GRAZIA SPIGA

 

BIO
Analytical Scientist at Biogen (USA) with a PhD in biochemistry. Solo mom of two.

Grazia Spiga

“Choose your mentor wisely, because you might need unexpected help and support along the way.


My journey has been rather challenging as you will read below, but it made me who I am now, a resilient single parent of two wonderful young adults. I could not have survived this difficult journey if not for the support received. 

My advice to any woman embarking in a science career is to choose your mentor or your manager wisely, because you might need unexpected help and support along the way beside your family and friends. Don’t ever be afraid to ask for help!

Science has been a passion for me since middle school. I had an amazing teacher who made me very curious about all the phenomena around us with a particular interest in genetics. Sport was my second passion. My dad owned a popular sport shop in the city center so all of us siblings were very active from an early age. I started playing basketball in the 6th grade and developed into a four sports athlete in High School.

During my senior year of high school, these two passions collided so I debated whether to choose the easy route, become a physical education teacher and stay in my homeland, Sardinia (Italy), or fully embark into a scientific journey that could bring me to do research abroad. I chose the second option and followed my strongest passion.

I studied Biology and Genetics at the University of Cagliari, my hometown, and after graduation, I left Italy, landing in Alabama at age 23 with a research scholarship at the University of Alabama for 3 years. Birmingham is where I met Dan, the man I married four years later in Sardinia, just 3 months before starting graduate school at the University of Miami. 

The moment you leave your homeland, building a family becomes more complicated because you don’t have the family support you need, so it’s really hard to decide the right time to have kids especially as a woman in science.

We were always having discussions about this topic with other female students, postdocs, and my mentor’s wife, who was a brand-new assistant professor in the lab next door. When she and my mentor were expecting their first child and spending 10 hours a day in the lab until the day before delivery, this was a turning point for my husband and me. If they can do it, we can do it! 

Having a supporting mentor is all that you need if you want to start your family as a graduate student.

So it went! We used the same stroller alternating between my mentor’s two kids and our two kids for the next 5 years! Grad school was tough, a lot of sleepless nights, daycare guilt, countless experiments, but I am always proud to tell people it was a productive time with two published papers and two kids while pursuing a PhD in Biochemistry and Molecular Biology. 

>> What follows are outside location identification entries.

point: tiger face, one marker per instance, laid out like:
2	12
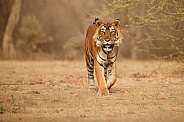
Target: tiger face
107	35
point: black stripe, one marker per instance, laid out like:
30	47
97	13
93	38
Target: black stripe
111	57
99	63
90	71
101	58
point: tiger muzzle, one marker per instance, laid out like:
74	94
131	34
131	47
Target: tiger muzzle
107	46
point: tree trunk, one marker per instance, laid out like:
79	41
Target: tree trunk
8	47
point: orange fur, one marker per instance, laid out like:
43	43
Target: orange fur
101	48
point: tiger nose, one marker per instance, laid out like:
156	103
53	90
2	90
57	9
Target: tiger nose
107	40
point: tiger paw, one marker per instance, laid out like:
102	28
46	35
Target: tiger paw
103	93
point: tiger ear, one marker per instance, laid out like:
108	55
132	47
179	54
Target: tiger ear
98	22
117	22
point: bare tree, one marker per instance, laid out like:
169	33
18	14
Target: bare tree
8	47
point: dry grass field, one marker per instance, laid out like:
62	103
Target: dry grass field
149	91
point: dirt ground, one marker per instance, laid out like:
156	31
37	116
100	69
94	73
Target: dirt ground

I almost quit and could not have done it without my mentor’s and my husband’s support, and of course my mom who spent 3 months in the US to help us with each birth.

After two postdocs, and a scientist position in academia, I finally landed my first job in the Biotechnology Industry. These years were also filled with a lot of hard work even on weekends, lots of strong coffee, and many nights reading papers after the kids were put to sleep, usually by my husband, who had more regular hours and continued to be very supportive of my career. 

Eventually I reached a life-work balance where I knew I could be both a scientist and a mom at all costs and the sky was my limit.

If I thought having kids in grad school was tough, I didn’t know things would get much tougher exactly 10 years after graduation in 2014. The perfect storm hit. My husband was diagnosed with colon cancer.

The next 4 years were a blur. Juggling motherhood (Erik and Sara were then 11 and 14, just starting middle and high school), working for high pace companies which thankfully allowed a flexible schedule for taking my husband to chemotherapy every 3 weeks or to surgery when the cancer became metastatic 16 months later. 

Trying to find a work-life balance was almost impossible. My husband slowly delegated parenting to me because he was losing his battle.

I became a caregiver, a struggling mom with the whole weight of the family on my shoulders, and lastly a scientist whose career was pushed backstage. 

My wonderful husband passed away in the summer of 2018 just after Sara’s HS graduation and during the first week of HS sophomore year for Erik. 

Being a solo parent has been a long adjustment. It took a village of supportive people to bring me back to my path as a resilient mother and as a successful scientist.